Certains changements sont cruciaux en matière de protection de la population, et des manques sont à combler au niveau de l’assistance aux personnes déplacées. Les pays donateurs doivent exercer suffisamment de pression pour que ces changements aient lieu. Afin de diminuer le niveau d’insécurité qui ne cesse d’augmenter en raison des tentatives de reconfiguration de l’armée nationale congolaise, il est nécessaire d’insister pour que le gouvernement congolais entreprenne des réformes efficaces dans le domaine de la sécurité. Des centaines de milliers de personnes déplacées pourront bénéficier de meilleure assistance et protection si le montant des fonds destinés à l’aide humanitaire augmente et que le HCR redistribue ses ressources de manière appropriée. Enfin, il faut continuer de soutenir les initiatives importantes visant à s’attaquer aux atroces incidents de violence sexuelle ainsi qu’aux besoins plus larges de protection des femmes et des communautés.

CONCLUSION

Dans les Kivus, les citoyens congolais, particulièrement le million de personnes déplacées, continuent d’être confrontés à des risques importants, qu’il s’agisse de viol ou d’autres formes de violence. Les lacunes qui existent toujours au niveau de l’assistance empirent cette situation. Cependant, la réponse à cette insécurité qui semble être interminable, réside dans la réforme fondamentale et profonde de l’armée congolaise, les FARDC. De la même manière, la réforme du secteur judiciaire est également cruciale si l’on veut pouvoir mettre fin à une culture d’impunité grâce à laquelle les auteurs de violences sexuelles ou d’autres formes de violence règnent librement.
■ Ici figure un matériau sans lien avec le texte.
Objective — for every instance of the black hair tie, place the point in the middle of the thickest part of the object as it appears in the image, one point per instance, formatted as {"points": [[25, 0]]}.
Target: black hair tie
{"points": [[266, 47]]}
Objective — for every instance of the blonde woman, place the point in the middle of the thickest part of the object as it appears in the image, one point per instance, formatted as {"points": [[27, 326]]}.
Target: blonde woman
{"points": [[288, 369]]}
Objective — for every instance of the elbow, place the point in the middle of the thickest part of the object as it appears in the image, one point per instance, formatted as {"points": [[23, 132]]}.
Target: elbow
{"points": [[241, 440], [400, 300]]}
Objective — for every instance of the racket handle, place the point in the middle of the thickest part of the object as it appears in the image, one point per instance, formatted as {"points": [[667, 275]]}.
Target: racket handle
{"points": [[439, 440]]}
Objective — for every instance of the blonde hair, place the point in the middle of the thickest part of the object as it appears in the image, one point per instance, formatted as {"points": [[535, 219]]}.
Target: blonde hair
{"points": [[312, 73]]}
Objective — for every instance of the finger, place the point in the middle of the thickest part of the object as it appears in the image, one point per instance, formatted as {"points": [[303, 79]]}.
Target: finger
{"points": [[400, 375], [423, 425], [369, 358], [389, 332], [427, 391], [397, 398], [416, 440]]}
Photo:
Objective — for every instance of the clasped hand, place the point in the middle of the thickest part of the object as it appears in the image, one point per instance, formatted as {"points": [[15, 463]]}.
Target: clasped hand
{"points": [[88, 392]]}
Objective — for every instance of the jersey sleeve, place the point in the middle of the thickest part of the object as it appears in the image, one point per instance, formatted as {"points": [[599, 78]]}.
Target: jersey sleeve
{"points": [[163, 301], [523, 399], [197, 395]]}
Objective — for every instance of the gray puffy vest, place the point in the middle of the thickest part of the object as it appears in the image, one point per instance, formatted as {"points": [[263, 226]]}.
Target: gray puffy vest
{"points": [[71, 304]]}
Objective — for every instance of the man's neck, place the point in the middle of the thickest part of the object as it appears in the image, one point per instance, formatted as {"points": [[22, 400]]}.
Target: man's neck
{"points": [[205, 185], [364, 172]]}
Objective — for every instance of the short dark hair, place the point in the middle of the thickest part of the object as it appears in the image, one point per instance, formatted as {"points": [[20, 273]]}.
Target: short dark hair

Dans l’entre-temps, la communauté humanitaire doit concentrer ses initiatives sur la protection des personnes déplacées et consolider les progrès déjà accomplis en matière de prévention et réponse aux violences sexuelles. Malgré les défis actuels, la RD Congo a avancé sur le chemin de la stabilité au cours de cette dernière décennie. L’approche des élections démocratiques représente une bonne opportunité pour continuer à aider le peuple congolais à progresser vers une ère plus paisible.

Melanie Teff et Peter Orr ont évalué la situation des personnes déplacées à l’est du Congo en juin 2011.